Mass production could make apartments radically cheaper and faster to build.
Is the future of apartment construction indoors?
That’s the bet a number of modular construction companies in the Pacific Northwest are making. Building in Cascadia is expensive. Labor is scarce, and rents have surged since the last recession. Firms say that by moving much of the process off building sites and onto factory floors, they can cut the cost of constructing multifamily housing by over half. They also say they can finish projects in half the time. If these claims prove true, these companies and other like them could shake up the housing industry in cities like Seattle, where the total cost to produce a single apartment home can surpass $300,000.

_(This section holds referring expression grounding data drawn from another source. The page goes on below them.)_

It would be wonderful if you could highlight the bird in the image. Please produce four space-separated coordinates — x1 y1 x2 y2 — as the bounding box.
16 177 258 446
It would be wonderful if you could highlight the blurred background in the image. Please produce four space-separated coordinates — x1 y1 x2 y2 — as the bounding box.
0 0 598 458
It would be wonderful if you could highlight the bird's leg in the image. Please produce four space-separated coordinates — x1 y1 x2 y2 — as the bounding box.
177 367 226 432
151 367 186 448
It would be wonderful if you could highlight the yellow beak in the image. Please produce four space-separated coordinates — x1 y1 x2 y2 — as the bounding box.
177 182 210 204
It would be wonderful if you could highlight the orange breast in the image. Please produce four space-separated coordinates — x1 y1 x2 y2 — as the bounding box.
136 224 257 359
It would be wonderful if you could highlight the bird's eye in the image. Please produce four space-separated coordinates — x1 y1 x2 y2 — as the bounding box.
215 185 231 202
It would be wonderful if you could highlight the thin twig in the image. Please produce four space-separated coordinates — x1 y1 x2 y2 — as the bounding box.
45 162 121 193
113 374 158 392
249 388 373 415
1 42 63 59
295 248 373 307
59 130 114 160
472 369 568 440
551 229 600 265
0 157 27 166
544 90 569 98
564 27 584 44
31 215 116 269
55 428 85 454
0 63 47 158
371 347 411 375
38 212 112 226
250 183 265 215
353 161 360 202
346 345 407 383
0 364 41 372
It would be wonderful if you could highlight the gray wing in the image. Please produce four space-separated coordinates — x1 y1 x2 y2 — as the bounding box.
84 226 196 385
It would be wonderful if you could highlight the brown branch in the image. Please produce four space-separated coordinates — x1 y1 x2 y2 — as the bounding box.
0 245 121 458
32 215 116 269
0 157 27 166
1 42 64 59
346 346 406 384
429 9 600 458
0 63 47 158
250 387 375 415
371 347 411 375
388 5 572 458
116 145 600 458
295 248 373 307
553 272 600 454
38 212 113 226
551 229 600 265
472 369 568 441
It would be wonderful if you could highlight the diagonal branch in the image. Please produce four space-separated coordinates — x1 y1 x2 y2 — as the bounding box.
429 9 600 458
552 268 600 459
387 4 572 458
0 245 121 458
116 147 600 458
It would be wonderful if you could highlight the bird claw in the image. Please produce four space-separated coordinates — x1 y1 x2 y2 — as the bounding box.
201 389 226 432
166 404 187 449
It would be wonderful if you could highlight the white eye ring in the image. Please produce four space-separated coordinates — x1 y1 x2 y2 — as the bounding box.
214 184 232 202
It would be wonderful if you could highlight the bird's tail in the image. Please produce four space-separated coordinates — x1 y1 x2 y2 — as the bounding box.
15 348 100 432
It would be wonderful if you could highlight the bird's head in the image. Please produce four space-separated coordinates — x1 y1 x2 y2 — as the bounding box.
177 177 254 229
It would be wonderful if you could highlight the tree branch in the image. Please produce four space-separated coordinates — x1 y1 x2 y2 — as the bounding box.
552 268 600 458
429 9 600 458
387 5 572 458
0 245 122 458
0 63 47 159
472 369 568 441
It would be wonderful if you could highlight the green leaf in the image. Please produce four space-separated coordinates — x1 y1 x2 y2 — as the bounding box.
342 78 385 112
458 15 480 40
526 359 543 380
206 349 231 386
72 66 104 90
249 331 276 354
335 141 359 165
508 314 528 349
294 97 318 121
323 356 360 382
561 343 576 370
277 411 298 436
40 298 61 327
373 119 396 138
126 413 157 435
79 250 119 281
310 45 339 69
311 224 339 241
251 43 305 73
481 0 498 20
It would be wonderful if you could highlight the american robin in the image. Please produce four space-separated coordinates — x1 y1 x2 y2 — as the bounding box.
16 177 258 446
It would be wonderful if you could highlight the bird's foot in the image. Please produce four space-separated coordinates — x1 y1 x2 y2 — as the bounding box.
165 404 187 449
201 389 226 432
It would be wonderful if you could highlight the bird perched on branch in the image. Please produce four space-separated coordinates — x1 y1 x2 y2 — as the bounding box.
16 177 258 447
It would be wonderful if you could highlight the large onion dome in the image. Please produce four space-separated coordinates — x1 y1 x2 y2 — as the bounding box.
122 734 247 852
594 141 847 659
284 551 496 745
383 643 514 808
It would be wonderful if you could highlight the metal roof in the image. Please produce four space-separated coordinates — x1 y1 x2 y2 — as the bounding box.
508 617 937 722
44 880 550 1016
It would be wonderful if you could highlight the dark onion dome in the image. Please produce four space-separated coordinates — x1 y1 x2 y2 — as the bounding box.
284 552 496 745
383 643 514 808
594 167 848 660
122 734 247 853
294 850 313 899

The costs of physical construction—the “hard costs”—are the single biggest determinant of the selling price or rent of a new home. If modular construction slashes hard costs, home-builders will make more homes—precisely what’s needed to control rising rents in cities facing housing shortages. Cutting hard costs also makes it possible to stretch public funds further, yielding more subsidized homes for low-income families as well.
So modular construction could be a housing affordability game-changer.
Tailor-made homes, tailor prices
Modular construction is hardly new. Mobile homes, a sister of modular housing, have been a popular form of inexpensive housing for decades, and single-family modulars have become a relatively cheap option for first-time homeowners and empty nesters who don’t need lots of space. What is new is the idea that modular construction methods can be used to revolutionize the entire construction industry. This could be especially true for apartments and condos—the productivity of which has barely increased since 1945, according to the McKinsey Global Institute—bringing down the cost of housing in the process.
To understand why multifamily housing construction is so expensive, it helps to know how it’s usually built. The conductor of the whole process is the developer—the business person who puts the deals together, securing funds from a bank or investors (or government or charitable agencies, for subsidized housing), and hiring professionals to design and construct the building. Typically, the developer selects a general contractor and that contractor, in turn, hires subcontractors who then often hire sub-subcontractors, and so on. Eventually, the contractor at the bottom of this chain actually does the work. Every layer of subs takes on some of the huge risk of a giant construction project but also drives up costs.
Meanwhile, construction labor is at a national premium in the United States, and even more so in Cascadia’s booming major cities. According to a recent analysis of affordable and market-rate multifamily construction costs in Portland, “a severe shortage of both skilled and unskilled labor in the PDX construction market” has led to cost escalation greater than the rest of the country.
This shortage boosts construction wages and the cost of housing. On top of that, many construction workers cannot afford to live in the expensive cities that need more housing the most, creating a vicious circle of rising rents exacerbated by a lack of a local workforce to build homes, and so on.
Modular housing minimizes the layers of contractors, putting most or all of the construction processes under the control of one company. It also standardizes everything it can, making home construction more like a modern, automated clothing factory and less like a tailor shop, where each garment is made by hand to custom specifications.
Some modular companies, build prefabricated components that can be put together quickly at a building site; others, manufacture entire apartments that just need to be stacked into place like Legos. But all have essentially the same mission statement: By eliminating some of the players and processes that make traditional housing expensive, modular boosters say, they can build more housing, faster, for less.
In any growing city’s housing market dance, home-builders pause when the stockpile of new homes pushes down rents to a level where it’s no longer profitable to build. But when costs can be cut—through cheaper construction methods like modular building or other cost-reducing measures—the no-build tipping point occurs at a lower rent. The result is more new homes get built, and rents drop that much further before home-building slows down. If modular construction can deliver anything like the savings its proponents project, it could take a giant bite out of rents and prices.
The same goes for the production of subsidized affordable housing, increasingly threatened across the US by the ongoing loss of federal and state funding. A big reduction in construction costs could enable non-profit developers to move projects forward with less public subsidy.